Friday, June 03, 2011

Mitt Romney officially announced his candidacy today. He gave a good speech, but his interview on Sean Hannity's program was better. He has taken the Romneycare issue head on. It requires an explanation because it has been distorted by the Dems, the media and conservative critics of Obamacare. By doing so he has made it clear that the nation's health care is a matter for the states, not the Federal Government, and further, that the problem that lead to the Massachusetts law, namely free-riders (people who could have purchased health insurance, but didn't) gaming the system with the knowledge that if they show up, hospitals and doctors have to treat them, will still be with us. Romney made it clear that he will do all he can to repeal Obamacare because it's unsound constitutionally and packed with taxes and regulation that will hurt the recovery and the economy going forward.

Hugh Hewitt provides a more detailed argument distinguishing the two plans and explaining federalism and the fact that the states possess police powers that the Feds do not.

Romney's problem is that stuff like that makes peoples' eyes glaze over, which makes the issue easy to demagogue, but all GOP candidates will have to answer this issue if they support Rep. Ryan's budget. It's not a matter of destroying Medicare. It's a way of replacing it with something that has a chance of providing the elderly with a safety net in the future. In essence, it's a proposal for returning us all to responsibility for our own support and expenses. That should really be the broader goal for reforming all entitlements. Caring for the indigent is a moral responsibility for society, but not for government bureaucracies. It should be done through individual acts of service and voluntary contributions rather than by coercive measures like taxing an redistributing. The latter benefits both the giver and the recipient and helps put the poor on the path to self-sufficiency. The former makes them dependents of the state and gives them a legal claim on the taxes paid by others, hence the name "entitlements." None of us is entitled to anything. The air, earth and water and the miracle of plant and animal life that provides food for us, are all gifts from God for which we should be grateful and not as personal entitlements. In essence, we are all beggars before God and have no right to withhold his blessing from the needy. Our lives are stewardships and should be so considered.

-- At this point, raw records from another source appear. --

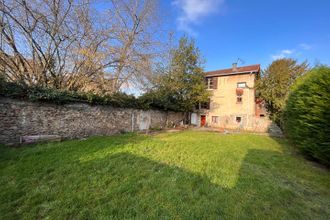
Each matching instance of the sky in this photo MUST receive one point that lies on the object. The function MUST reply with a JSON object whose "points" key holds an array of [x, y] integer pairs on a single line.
{"points": [[252, 31]]}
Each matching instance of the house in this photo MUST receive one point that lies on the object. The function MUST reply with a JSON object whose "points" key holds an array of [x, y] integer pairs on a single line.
{"points": [[233, 103]]}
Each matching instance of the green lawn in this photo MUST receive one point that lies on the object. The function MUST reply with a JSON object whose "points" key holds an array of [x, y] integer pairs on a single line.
{"points": [[171, 175]]}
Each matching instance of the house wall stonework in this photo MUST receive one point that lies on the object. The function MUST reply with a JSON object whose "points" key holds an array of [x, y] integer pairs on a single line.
{"points": [[21, 118]]}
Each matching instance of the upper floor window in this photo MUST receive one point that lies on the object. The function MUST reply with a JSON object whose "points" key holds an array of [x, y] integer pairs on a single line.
{"points": [[206, 105], [241, 85], [211, 82], [215, 119]]}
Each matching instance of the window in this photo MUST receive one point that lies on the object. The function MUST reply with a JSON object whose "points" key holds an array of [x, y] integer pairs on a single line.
{"points": [[241, 85], [205, 105], [215, 119], [209, 83]]}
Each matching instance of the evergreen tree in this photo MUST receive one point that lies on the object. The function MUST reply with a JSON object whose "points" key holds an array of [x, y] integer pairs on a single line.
{"points": [[275, 83]]}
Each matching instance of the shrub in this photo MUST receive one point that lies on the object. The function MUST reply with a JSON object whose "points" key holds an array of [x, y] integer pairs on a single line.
{"points": [[51, 95], [307, 114]]}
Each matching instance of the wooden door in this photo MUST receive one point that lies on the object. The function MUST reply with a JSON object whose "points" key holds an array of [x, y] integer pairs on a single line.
{"points": [[203, 120]]}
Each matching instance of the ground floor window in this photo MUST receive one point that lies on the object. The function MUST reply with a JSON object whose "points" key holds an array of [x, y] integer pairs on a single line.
{"points": [[215, 119]]}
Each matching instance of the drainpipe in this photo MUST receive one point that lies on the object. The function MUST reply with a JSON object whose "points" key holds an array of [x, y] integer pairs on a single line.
{"points": [[132, 118]]}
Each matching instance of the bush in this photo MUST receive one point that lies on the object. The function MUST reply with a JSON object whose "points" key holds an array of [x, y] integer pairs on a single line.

Medicare is broke and will be gutted by Obamacare. That is the main point that the right must get through to everybody. Obama takes $500 billion out of medicare and then claims to put it back twice, which can't be good for my generation. It's not a matter of the right wishing to take away Medicare from the elderly. That's already going to happen even under Obamacare. It's a matter of reforming the system so that there will still be a program out there in the future. The Dems seem to be counting on getting to the point where it just won't work anymore and then raising taxes as an emergency. Don't let them.

Ryan's approach is a matter of revising the program in a way to keep it functioning. Romney would turn it over to the states to manage as they see fit, but I'd like to know more details. I'm sure those will come forth in the next year. I would prefer it to be dropped slowly, but as people are not perfect, I doubt that will happen, Hippocratic oath and all.

I support Romney because I think he, of all the choices has the training and experience to solve our dilemma not merely by cutting spending, but by selecting the cutting in order to improve efficiency and eliminate waste, and also by changing policies in a way that will help our economy recover and become productive and dynamic once again. We have priced ourselves out of world markets with our welfare state mentality and lost our competitive edge as our schools fail in their primary mission and turn to indoctrination in socialism and environmentalism.

Our society will be judged by how we treat the poor, but in the end, it's more of an individual judgment than a collective one. We will be blessed with prosperity or have God's blessings withdrawn to the extent we choose to live morally. Babylon, the world's materialism and greed, selfishness, and luxuries will fall and be destroyed, and the system of world trade will collapse to the great chagrin of those who profit by it. Those who put their trust in it will be left to mourn and weep when it fails.